Albany Research Trip: Sorting through the Finds

The research trip to Albany, New York lasted three days.  I found a lot of useful information.  I was unable to post because Internet service was spotty.  I refueled the car in Albany and set out for home, where electric service was coming back after Hurricane Sandy.  I was wise to stop in Albany for gasoline.  The entire way back home was dotted with lines at gas stations, growing larger and with more police cars as I approached Northeastern New Jersey.  My home suffered no real damage and the electric and heat had returned Saturday morning after going out on Monday.  The food stores were slowly receiving new shipments of perishables.  Schools were closed because they either had no electricity or were too damaged.  More people were out riding bikes or walking to their destinations.  Traffic lights were out at many intersections and large trees blocked roadways.  At this moment, many blocks in town are still without power, heat, and water- while the first snowfall, Winter Storm Athena, is blanketing last week's destruction.

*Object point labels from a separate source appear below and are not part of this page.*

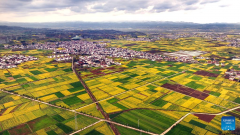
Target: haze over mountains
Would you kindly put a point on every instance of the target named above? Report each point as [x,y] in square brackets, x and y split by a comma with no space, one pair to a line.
[128,25]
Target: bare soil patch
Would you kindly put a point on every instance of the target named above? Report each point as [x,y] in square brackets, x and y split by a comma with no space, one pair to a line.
[205,73]
[185,90]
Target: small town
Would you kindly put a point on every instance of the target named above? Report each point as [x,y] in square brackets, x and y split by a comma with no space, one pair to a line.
[232,75]
[11,61]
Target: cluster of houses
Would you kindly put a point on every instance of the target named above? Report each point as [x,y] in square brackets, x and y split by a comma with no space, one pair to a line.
[96,61]
[139,39]
[61,57]
[234,42]
[99,49]
[11,61]
[232,75]
[215,63]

One of my goals in Albany was to uncover more information about Mary or Margaret Campbell, wife of Patrick Joyce.  I have not found either of them in the 1860 census and the earliest child I can find was born in 1861.  In the 1870 census in Pawling, Dutchess County, New York, Patrick Joyce is head of a household of four children under the age of ten; no wife.  Mary Joyce is listed on the Mortality Schedule, having died in May of 1870, "Railroad run over by cars."  She is a tail in my family tree- I do not know her parents.  Growing up, I heard the story often about how the train caught her skirts and dragged her to her death- after she threw a baby from her arms to safety.



At Albany, the index of deaths for New York State begins in 1881, or eleven years after Mary's death.  No luck there. A consultation with a researcher from the New York Genealogical and Biographical Society raised an important point:  A death by train could have occurred anywhere there was a railroad- not just in Pawling.

I expanded my search of digitized newspapers at GenealogyBank (you can access from home for a subscription or use Ancestry.com) and found a small article about the incident.


According to The New York Herald-Tribune [actually called the New York Herald in 1870], Margaret Joyce died in June of 1870, not May.  The researcher was right:  She was not killed in Pawling, but about 25 miles south, in Katonah, Westchester County, New York.  She was not killed instantly, probably lingering a few days after the train severed her leg.  I can only hope she was unconscious for those last days.

It is interesting (and fortunate) that she appeared on the Mortality Schedule because only deaths before May 31st of that year should be listed.  The newspaper article places her death in June.  So we have two dates of death.

My plan of action:
Contact St. John's Cemetery in Pawling where her husband was buried in 1905.
Contact the local historical society and town clerk for records they may hold for this family.
Search through more online newspapers using keywords of "Katonah" and "Harlem Railroad."